Let's end with a practical example of this: the Vulkan graphics library. Vulkan is a low-level, cross-platform library for 3D graphics powered by GPUs, and is often consumed as a shared library. You can always use it directly — like you might use `pthread_mutex_lock()`
in C — but several bindings layers have been written to provide more convenient use of it from other languages, like ash for Rust, and Vulkan-Hpp for C++. These aren't distributed as shared libraries alongside the Vulkan binary, but are instead baked right into the programs using them (often as static libraries) just as you would Google's Abseil library when using absl::Mutex as an elegant wrapper over the kernel's implementation of a mutex, and its corresponding C APIs.
Enormous thanks to Ken Rockot and Daniel Cheng for helping me understand many of the complicated concept that took me way too long to grasp.
As mentioned, while name mangling is perhaps the most obvious way to observe binary incompatibility, it's actually the least interesting, and maybe one of the least frequent causes of binary incompatibility. In practice, even if compilers promised to mangle names according to a standard for the sake of the tooling industry, other significant compiler-specific differences result in more serious binary incompatibilities. Since the C++ feature set is so rich, compilers can choose to implement the same language semantics differently under the hood, making different tradeoffs and optimizations that emerge at the binary level.
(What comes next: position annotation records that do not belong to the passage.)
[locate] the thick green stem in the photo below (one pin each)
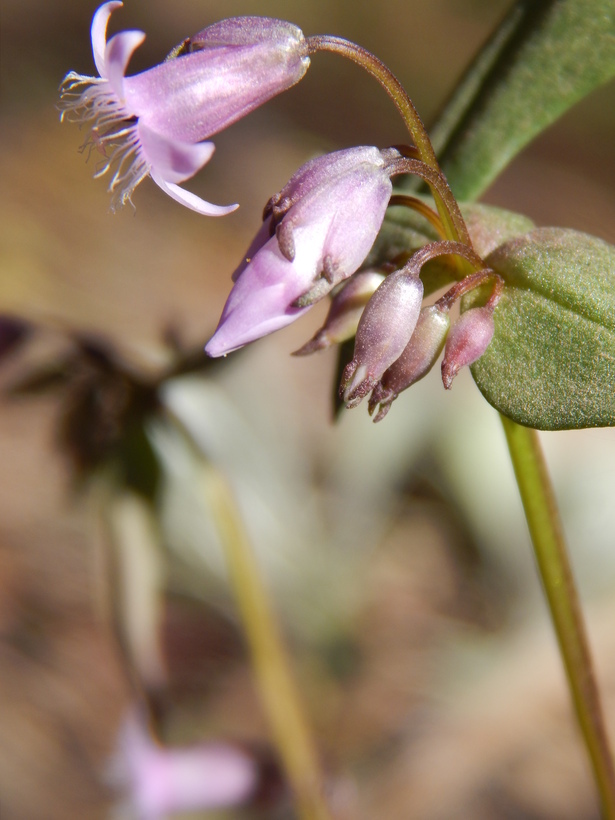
(271, 667)
(554, 567)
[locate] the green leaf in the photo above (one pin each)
(545, 57)
(551, 363)
(404, 232)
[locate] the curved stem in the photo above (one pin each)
(406, 108)
(556, 574)
(421, 208)
(454, 223)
In practice, compilers actually attempt to be as ABI-compatible with each other as they can, so observing egregious ABI incompatibility is harder than you think. There are two notable examples:
Clang's C++ ongoing attempt at ABI-compatibility with MSVC when compiling on Windows — but note that ABI compatibility is indeed ongoing, will never be perfect, and isn't standardized by any external resource.
The Itanium C++ ABI Specification that GCC and Clang try and adhere to on Unix — in fact one of Clang's design goals was to be ABI-compatible with GCC from the beginning.
Notwithstanding these attempts at ABI compatibility, there does not exist an official standard that every C++ compiler must adhere to on a given platform, and insofar as different compilers are ABI-compatible, it is in spite of the absence of an official standard, not because of it — the whole effort at ABI compatibility is driven by compiler-vendor-driven.
Moreover, the same compiler won't always have a stable ABI across different versions of itself. MSVC only adopted a stable ABI as of 2015, and for example, the ABI of std::span
breaks in between GCC10 and GCC11, as does std::string
in between GCC4 and GCC5. This is in addition to the various bugs that will always crop up over time.